Reviewing Making CampToday we had probably our 10th meeting where we declared the iPad version of our upcoming app, Making Camp, “almost done.” That’s not our 10th overall meeting on Making Camp, mind you, but the 10th (or maybe 9th or 11th) time where we went over the game, assigned out tasks and said, “This time, we’re almost done.” Although at the end of today’s meeting, it was “This time, we’re really, really almost done.”

And the thing is, in each of those meetings we were right. Here’s the thing about video game development, it’s kind of like Zeno’s Paradox where you keep getting closer and closer, but never actually get there.

For example, in our first meeting where we were “almost done,” we were 85% of the way done – which is certainly far closer to done than it is not done. The next time were at 90%, so even closer. Then probably 92%, 93.5%, 95%, 96.75%, 97.1%, 98.5%. Now we’re probably at 99.33% -which is good because we are planning to the app in early October, and October starts this weekend. (Don’t miss Making Camp’s debut – sign up here to be notified when it goes live.)

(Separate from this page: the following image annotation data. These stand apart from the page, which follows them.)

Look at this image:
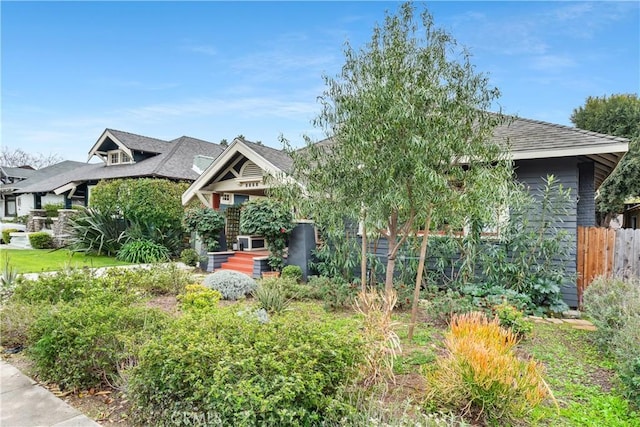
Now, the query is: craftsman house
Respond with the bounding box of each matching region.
[182,118,629,306]
[0,129,223,216]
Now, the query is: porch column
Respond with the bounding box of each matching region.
[211,193,220,211]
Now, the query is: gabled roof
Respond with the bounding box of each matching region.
[494,117,629,188]
[16,129,223,193]
[2,160,89,193]
[182,138,292,204]
[0,166,36,179]
[89,128,171,159]
[310,117,629,188]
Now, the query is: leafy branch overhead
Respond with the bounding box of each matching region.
[280,3,512,320]
[571,94,640,214]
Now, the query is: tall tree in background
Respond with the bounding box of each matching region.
[571,94,640,226]
[0,147,62,169]
[284,3,511,334]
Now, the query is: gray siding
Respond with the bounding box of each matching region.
[516,158,579,307]
[578,162,596,227]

AnnMaria has a line that she borrowed from a friend of hers who was involved in the creation of some best-selling video games. He said, “Games are never finished, they’re just shipped and abandoned.” Which one could argue is likely the case with lots of games, works of art, books, various projects where you could continue improving and tweaking forever. But if you ever want to make any money off your game/artwork/book/product you eventually have to have a date where you need to get it on the market or to in a gallery or off to your publisher, and you have to say, “It’s good enough. Take it away.”

However, before that day comes, you actually have to build something that is “good enough.” And that is a nearly never-ending process of its own. You might think that once the main programming elements of a game where done, you’d be close to finished – and you would be right, kind of. You would be almost done as in 85% done.

I would say of the final 15% of Making Camp only about 5% where actually bug fixes – a combination of initial bug fixes and the whole “squash two bugs here and for some random reason one pops up over there” fixes. The other 10% came down to aesthetics and usability – making the game look and feel like a game. Creating uniform and obvious icons, finding fonts, tweaking input options and box sizes. Redoing videos and picking different patterns from the back of digital memory cards.

In other words, we’ve been doing the dozens upon dozens of little things that take a game from good to great – and hopefully from almost done to shipped.